OSMAR GOMES DOS SANTOS
Juiz de Direito na Comarca da Ilha de São Luís (MA). Membro das Academias Ludovicense de Letras, Maranhense de Letras Jurídicas, da Academia Literária do Maranhão (Alma) e da Academia Matinhense de Ciências, Artes e Letras (Amcal)

Em minha última crônica, tomei a liberdade de falar sobre o Dia Internacional dos Povos Indígenas. Usei, por ocasião, a passagem do dia 9 de agosto, data estabelecida pela ONU em homenagem àqueles que habitavam esta terra antes de nós.

Coincidência ou não, nesta semana, que ora se encerra, tomei conhecimento de uma grande mobilização realizada pela Corregedoria do Foro Extrajudicial no município de Grajaú. Não se tratou, porém, de uma ação realizada na sede do município — daí a importância de se destacar tal mobilização.

O recém-lançado projeto Registro Cidadão Indígena levou serviços de cidadania para dentro de uma aldeia indígena. Trata-se do povoado Matos Além, situado na região do Bananal, distante quase 70 km da sede municipal — cerca de 50 deles percorridos em estrada de terra, em mais de uma hora de deslocamento.

Sobre a mobilização desta semana, obtive informações com pessoas envolvidas na ação, consultei publicações a seu respeito e busquei dados sobre a região e a população que lá reside. Tudo o que li apenas confirma a grandeza da iniciativa encampada pelo desembargador José Jorge, à frente da Cogex.

O atendimento e a entrega de serviços e documentos são, sem dúvida, necessários e essenciais. Com a documentação em mãos, é possível acessar uma rede de políticas públicas, programas de transferência de renda e outros benefícios sociais.

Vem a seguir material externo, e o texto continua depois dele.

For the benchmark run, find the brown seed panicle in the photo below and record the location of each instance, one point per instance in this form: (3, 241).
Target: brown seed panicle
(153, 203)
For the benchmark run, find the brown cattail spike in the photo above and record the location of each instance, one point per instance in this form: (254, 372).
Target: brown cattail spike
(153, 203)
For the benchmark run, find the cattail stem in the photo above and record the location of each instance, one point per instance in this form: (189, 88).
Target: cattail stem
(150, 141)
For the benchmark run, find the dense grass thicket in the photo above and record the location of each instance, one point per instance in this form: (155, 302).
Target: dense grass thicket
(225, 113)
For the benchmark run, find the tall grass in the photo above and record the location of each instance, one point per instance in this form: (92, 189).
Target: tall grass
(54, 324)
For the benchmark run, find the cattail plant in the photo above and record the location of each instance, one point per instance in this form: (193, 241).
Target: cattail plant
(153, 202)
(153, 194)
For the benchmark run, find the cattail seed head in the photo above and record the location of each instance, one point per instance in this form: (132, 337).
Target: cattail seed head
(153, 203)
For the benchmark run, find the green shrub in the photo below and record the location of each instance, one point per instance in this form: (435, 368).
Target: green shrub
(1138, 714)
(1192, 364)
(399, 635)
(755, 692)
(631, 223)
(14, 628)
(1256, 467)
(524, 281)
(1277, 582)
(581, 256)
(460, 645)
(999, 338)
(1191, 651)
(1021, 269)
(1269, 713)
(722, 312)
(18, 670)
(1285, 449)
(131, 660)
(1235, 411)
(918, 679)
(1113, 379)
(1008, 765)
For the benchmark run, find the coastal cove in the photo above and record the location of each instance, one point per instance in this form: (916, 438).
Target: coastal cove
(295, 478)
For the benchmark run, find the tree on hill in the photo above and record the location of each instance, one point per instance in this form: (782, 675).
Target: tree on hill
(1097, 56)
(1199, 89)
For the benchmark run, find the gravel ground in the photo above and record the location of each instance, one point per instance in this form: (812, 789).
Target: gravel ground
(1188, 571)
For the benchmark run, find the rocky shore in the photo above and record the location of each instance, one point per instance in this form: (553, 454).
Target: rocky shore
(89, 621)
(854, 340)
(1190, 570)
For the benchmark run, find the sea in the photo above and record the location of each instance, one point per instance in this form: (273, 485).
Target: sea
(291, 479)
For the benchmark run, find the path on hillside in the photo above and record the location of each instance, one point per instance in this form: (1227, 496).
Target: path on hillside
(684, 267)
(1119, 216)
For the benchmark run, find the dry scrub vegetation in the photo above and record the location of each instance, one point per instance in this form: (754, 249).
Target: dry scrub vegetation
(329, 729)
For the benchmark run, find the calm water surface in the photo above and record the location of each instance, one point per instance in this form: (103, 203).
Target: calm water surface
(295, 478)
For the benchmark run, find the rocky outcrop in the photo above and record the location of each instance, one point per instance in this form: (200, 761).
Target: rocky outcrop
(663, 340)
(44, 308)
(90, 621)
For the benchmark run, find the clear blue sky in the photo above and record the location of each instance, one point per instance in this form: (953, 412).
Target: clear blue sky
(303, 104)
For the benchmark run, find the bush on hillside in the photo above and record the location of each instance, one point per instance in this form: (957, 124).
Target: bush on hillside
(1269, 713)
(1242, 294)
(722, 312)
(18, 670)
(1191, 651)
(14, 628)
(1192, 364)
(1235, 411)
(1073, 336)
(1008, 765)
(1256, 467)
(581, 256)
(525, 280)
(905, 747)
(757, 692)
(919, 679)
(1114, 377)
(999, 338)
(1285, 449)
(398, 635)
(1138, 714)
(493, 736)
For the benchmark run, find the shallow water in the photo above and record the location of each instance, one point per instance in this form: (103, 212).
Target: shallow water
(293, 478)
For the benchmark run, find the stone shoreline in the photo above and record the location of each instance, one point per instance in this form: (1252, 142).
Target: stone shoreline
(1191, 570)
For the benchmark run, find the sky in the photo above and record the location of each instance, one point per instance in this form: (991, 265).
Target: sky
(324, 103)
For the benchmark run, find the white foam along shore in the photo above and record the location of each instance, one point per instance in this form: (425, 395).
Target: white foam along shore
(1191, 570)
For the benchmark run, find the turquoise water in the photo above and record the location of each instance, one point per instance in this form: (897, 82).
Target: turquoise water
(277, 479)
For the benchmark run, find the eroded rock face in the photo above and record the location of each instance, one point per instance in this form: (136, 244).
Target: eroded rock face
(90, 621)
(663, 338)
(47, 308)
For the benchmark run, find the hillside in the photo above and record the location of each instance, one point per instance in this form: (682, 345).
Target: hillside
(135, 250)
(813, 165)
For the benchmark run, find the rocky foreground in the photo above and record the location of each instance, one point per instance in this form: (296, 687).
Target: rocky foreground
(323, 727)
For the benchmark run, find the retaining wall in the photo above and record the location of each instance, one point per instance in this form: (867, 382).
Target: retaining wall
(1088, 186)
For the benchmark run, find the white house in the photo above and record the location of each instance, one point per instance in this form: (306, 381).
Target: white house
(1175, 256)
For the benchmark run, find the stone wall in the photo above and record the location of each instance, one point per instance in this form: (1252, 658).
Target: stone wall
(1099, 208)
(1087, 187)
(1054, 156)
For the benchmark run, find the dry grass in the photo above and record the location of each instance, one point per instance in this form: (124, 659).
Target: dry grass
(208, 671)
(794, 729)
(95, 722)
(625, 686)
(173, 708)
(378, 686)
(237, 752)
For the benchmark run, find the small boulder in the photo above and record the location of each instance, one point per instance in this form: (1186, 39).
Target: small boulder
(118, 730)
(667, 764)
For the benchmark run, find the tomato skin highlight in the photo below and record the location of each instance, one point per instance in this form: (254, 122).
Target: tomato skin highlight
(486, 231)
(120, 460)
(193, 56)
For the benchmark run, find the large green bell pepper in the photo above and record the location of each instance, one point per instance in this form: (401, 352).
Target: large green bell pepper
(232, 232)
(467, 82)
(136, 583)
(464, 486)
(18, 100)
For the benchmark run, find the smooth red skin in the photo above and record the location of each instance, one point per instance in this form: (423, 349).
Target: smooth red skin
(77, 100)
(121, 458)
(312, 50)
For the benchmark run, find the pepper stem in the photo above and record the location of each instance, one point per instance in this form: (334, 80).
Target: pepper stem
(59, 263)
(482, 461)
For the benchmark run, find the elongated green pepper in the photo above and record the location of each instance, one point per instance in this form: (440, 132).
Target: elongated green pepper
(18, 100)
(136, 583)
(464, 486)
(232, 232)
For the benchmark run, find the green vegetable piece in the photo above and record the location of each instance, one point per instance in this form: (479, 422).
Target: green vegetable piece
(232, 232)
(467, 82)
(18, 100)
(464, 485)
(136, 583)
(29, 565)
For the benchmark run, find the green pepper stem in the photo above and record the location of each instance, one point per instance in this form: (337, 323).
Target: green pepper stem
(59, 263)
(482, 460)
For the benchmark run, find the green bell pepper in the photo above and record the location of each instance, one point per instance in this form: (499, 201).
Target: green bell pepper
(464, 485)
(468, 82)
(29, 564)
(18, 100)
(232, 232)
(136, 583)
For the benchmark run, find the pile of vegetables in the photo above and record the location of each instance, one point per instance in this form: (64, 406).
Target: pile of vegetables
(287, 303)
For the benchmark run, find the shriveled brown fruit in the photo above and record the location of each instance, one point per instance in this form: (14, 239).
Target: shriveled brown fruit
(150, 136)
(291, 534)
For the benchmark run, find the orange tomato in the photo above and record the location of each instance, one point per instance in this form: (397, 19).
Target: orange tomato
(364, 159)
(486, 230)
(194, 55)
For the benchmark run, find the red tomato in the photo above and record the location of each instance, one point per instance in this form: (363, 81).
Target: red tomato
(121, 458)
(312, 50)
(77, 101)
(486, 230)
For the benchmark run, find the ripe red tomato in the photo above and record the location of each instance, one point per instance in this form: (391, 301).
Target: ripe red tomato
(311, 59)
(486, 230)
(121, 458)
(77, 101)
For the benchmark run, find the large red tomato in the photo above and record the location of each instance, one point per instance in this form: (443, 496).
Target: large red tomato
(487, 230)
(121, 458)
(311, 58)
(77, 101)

No entanto, muito além da cidadania proporcionada, penso que o projeto lança luz sobre os povos originários e suas causas legítimas. Traz visibilidade e estimula a reflexão sobre tantos outros problemas que afligem os indígenas e que precisam de solução urgente.

O mais importante deles refere-se à própria terra e às disputas geradas pela ocupação indevida, pelas fraudes e pela grilagem — problemas que carregam consigo a violência no campo, cobrindo o solo com o sangue daqueles que ousam protegê-lo.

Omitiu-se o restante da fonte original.